So the lower limit of integration a= 0, upper limit of integration b= 3. It is often more profitable and faster to construct lines point by point, while the limits of integration are found out as if “by themselves”. Nevertheless, the analytical method of finding the limits still sometimes has to be used if, for example, the graph is large enough, or the threaded construction did not reveal the limits of integration (they can be fractional or irrational). We return to our task: it is more rational to first construct a straight line and only then a parabola. Let's make a drawing:
We repeat that in pointwise construction, the limits of integration are most often found out “automatically”.

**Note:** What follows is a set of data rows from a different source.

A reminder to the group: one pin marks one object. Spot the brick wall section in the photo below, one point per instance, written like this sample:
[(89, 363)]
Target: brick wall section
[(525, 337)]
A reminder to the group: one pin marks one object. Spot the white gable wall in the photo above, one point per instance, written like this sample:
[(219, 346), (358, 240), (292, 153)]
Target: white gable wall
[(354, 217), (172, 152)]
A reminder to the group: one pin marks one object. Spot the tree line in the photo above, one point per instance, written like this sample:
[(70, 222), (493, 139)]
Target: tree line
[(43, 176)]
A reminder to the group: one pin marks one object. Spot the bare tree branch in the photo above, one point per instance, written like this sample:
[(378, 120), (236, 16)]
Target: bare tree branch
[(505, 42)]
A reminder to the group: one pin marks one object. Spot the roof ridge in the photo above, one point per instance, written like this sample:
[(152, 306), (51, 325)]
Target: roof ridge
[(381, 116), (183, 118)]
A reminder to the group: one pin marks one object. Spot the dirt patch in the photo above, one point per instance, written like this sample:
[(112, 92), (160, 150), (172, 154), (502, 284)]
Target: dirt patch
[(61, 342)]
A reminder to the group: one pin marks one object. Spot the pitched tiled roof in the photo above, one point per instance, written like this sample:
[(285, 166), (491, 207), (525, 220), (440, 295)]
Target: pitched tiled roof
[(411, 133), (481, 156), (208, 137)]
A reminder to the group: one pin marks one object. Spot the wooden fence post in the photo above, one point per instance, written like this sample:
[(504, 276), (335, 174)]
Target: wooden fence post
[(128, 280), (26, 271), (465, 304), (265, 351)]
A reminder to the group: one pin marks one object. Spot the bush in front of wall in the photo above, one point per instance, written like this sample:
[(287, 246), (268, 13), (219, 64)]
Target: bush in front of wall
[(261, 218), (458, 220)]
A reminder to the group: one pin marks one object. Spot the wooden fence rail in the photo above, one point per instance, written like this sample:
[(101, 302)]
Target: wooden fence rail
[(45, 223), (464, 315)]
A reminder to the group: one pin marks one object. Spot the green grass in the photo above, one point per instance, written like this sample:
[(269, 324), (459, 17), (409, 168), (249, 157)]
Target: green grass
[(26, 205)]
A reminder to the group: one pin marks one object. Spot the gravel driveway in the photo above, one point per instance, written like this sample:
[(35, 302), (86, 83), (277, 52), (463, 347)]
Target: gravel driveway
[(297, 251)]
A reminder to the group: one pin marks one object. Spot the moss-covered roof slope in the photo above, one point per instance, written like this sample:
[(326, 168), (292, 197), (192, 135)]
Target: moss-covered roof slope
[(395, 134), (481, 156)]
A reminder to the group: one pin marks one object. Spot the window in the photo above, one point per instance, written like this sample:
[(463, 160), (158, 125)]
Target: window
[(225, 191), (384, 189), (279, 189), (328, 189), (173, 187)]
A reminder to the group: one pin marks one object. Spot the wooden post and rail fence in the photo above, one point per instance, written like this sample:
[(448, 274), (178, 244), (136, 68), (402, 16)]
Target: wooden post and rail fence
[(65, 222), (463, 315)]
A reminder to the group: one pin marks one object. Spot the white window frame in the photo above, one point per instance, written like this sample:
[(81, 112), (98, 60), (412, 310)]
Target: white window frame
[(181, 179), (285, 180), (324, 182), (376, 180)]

And now the working formula:
If on the segment [ a; b] some continuous function f(x) greater than or equal some continuous function g(x), then the area of the corresponding figure can be found by the formula:
Here it is no longer necessary to think where the figure is located - above the axis or below the axis, but it matters which chart is ABOVE(relative to another graph), and which one is BELOW.
In the example under consideration, it is obvious that on the segment the parabola is located above the straight line, and therefore from 2 x – x 2 must be subtracted - x.
The completion of the solution might look like this:
The desired figure is limited by a parabola y = 2x – x 2 top and straight y = -x from below.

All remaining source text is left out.